A colorful look at an albino boy and his family’s tragic past
Author: Victor Lodato
Not since reading John Irving’s A Prayer for Owen Meany have I been so enamored of a boy in a novel.
If you’ve read A Prayer for Owen Meany (and I certainly hope you have), you’ll recall that 11-year-old Owen is tiny in size but SPEAKS ONLY IN CAPITAL LETTERS. He has a peculiar voice that never deepens, and he trusts in a divine presence that isn’t apparent to anyone else. A bright and fully-realized character in every way, Owen is my standard by which all other fictional children are judged. (Unfair, but true.)

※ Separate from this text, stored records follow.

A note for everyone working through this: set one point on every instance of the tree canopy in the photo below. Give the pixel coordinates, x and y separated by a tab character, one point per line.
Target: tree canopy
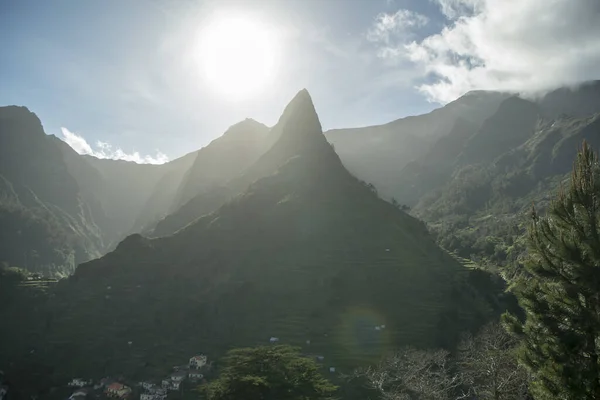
268	372
559	290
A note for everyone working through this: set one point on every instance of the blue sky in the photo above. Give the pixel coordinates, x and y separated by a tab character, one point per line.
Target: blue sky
122	72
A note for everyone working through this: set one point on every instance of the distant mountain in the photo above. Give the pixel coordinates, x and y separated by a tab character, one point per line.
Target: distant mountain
475	185
578	101
305	252
206	185
46	226
223	159
377	153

In Edgar & Lucy, playwright, poet and novelist Victor Lodato gives us Edgar Allan Fini, and I find myself murmuring words of gratitude for this tragic, unconventional eight-year-old. Reminiscent of Owen, Edgar is opinionated, clever and attuned to the otherworldly. He also has the same ability to cause me tangible distress over the state of his well-being.

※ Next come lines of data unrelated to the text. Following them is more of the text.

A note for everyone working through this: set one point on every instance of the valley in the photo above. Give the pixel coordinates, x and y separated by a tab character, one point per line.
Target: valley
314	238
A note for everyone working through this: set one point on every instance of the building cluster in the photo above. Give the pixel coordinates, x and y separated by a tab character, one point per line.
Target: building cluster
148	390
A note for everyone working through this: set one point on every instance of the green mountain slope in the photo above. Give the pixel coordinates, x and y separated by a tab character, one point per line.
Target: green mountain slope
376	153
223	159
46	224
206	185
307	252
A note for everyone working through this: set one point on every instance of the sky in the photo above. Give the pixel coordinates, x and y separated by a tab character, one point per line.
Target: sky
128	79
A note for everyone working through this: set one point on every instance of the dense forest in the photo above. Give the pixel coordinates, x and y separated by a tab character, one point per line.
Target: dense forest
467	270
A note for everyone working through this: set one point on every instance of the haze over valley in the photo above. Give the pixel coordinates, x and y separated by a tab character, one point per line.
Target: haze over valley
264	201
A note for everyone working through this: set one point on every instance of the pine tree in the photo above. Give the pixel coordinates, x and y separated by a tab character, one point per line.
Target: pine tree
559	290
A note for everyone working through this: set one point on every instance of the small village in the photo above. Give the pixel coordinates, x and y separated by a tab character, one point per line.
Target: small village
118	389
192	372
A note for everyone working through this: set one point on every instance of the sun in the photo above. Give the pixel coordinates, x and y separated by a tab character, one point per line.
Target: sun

Edgar is albino, described by his doting grandmother as “a little white cloud… a ghost.” He likes to hide in his closet, make strange gestures with his hands, and imitate the noises of small animals. Named—fittingly—after Poe, Edgar has already encountered more than his share of darkness and misfortune, but he carries on with a rare sensibility, his thoughts “little blue wheels rolling over sunny pastures.”

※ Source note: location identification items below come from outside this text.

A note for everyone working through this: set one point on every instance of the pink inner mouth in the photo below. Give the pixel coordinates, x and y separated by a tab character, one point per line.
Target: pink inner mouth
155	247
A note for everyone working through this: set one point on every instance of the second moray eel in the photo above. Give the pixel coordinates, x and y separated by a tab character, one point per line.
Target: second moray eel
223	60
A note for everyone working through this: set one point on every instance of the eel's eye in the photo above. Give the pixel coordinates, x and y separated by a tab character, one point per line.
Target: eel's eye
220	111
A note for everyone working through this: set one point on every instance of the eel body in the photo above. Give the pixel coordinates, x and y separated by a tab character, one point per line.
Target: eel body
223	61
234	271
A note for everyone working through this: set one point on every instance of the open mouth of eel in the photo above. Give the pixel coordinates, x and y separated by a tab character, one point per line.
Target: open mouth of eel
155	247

Edgar lives in suburban New Jersey with two women stubbornly at odds with each other: Florence, his grandmother, who makes meatballs and prays to the Virgin Mary; and Lucy, his promiscuous, sharp-tongued mother. Over the course of Edgar & Lucy, the bonds linking these characters—and Edgar’s late father, Frank, whose devastating story lies at the heart of the novel—are tested, broken, and exquisitely re-formed: “Love was so exhausting, the way it spun you around.”
Lodato’s epic novel offers an unflinching look at the things that have the power to take us: mental illness, death, even other people. The subject matter is significant, but Lodato weaves in humor and plenty of witty conversation to counteract the heaviness. He succeeds in crafting a insightful, meaty book that is delightful to read. It is so full—of Edgar and food and dogs and art and tunnels and nature and eccentric neighbors—that one could crack it open it open a second and third time and still stumble upon something new. While I appreciate this abundance, the novel does start to feel rather stretched-out toward the end—although Lodato manages to wrap up the story beautifully.
My main complaint with Edgar & Lucy is the narration. It alternates between characters and tense, which generally doesn’t bother me when I’m reading, but Lodato jumps around even within the same chapter. This switching-up provides a depth and breadth of perspective, but it also creates a sense of confusion that occasionally detracts from the flow and momentum of the story.
Overall, Lodato’s writing is stunning. In gorgeous prose, he presents a gold mine of imagery and ideas that stick with the reader long after the last page. “He was bound to the world by a chain of wonder, each link an unanswered question… Always one had to ask: what happens next?”